ForwardLane: We have seen a range of activity, with at least 60% of investors slowing down, pausing or “focusing on portfolio companies.” However, there is a record amount of dry powder in 2020, the highest amount ever, so we expect that companies that can firm up their pipelines and offer compelling value propositions that meet the new macro trends will see investment return.
MCFT: Given this landscape, what advice would you share with a startup who was hoping to raise a round in Q3 2020?
SEI Ventures: Here are a few pieces of advice:
- Find that balance between optimism and realism. In order to power through these challenging times, you need to stay positive and believe in yourself, your team and your company. That said, make sure you’re also being realistic when it comes to things like timelines, costs and pipeline expectations.

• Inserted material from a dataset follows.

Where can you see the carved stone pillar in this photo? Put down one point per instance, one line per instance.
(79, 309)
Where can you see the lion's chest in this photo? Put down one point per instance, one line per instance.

- Remember you’re human and you’re allowed to have your moments. It’s okay to have “off” moments when you say, “This stinks!” but then you need to shift gears and power through challenges in front of you. As tough as things are right now, you can get through this.
- Capitalize on the opportunities you do have. It may seem like many are slowing down processes, but that’s not true across the board. And things certainly aren’t at a halt. Many investors are still actively hunting for that next opportunity. As we mentioned, investors may be a bit more selective and will be very thorough with due diligence – but they’re ready to deploy capital for companies with exciting and disruptive ideas.
- Stay top of mind (without being annoying!) Be proactive, personal and purposeful with your communication. For presentations, find ways to strategically realign your value proposition to align with the acceleration in digitization, shifts in consumer behavior and more.
- Tap into your strengths. Use the innate qualities and skillsets that make you a strong entrepreneur, such as resilience, mental toughness, grit and determination. Now more than ever is a time to use those (and others) to your advantage.
ForwardLane: Reassess your business strategy in the context of the crisis, does it hold up? What adjustments do you need to make? Are there new opportunities that will emerge that precipitates action. Answer the ‘Why now?' and 'Why Me?’ questions. We are all having to adapt; figuring out this story and articulating it in a clear and concise fashion will help investors see the clear potential for growth and the “silver lining” of this storm cloud.